Stock return prediction using machine learning methods.
Historical stock data for Apple Inc. from Yahoo Finance up until the 30th of May, 2023.
df = yf.Ticker(ticker).history(period=period, prepost=True)
To predict whether or not the stock price will increase the following day.
df['Target'] = np.where(df['Close'].shift(-1) > df['Close'], 1, 0)
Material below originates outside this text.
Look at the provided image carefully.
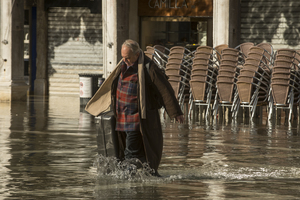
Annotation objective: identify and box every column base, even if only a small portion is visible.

Based on the Open/Close plot and High/Low plot, the price of Apple's stock has been steadily increasing with some fluctuations. Also, the Volume chart shows a substantial increase in trading volume during the years 1998 and 2007. This can be attributed to significant events like the introduction of the iMac and the iPhone, as well as the overall growth of the technology sector during those periods.
Although the price difference increases as the stock price increases, the relative price change remains mostly consistent over the years.
The GradientBoostingClassifier is chosen for its strength in capturing non-linear relationships, assessing feature importance, and robustness to outliers and missing data.
from sklearn.ensemble import GradientBoostingClassifier
clf = GradientBoostingClassifier(random_state=0)
Backtesting is used to more accurately evaluate the model's performance across diverse market conditions and minimise the impact of market anomalies in the test set.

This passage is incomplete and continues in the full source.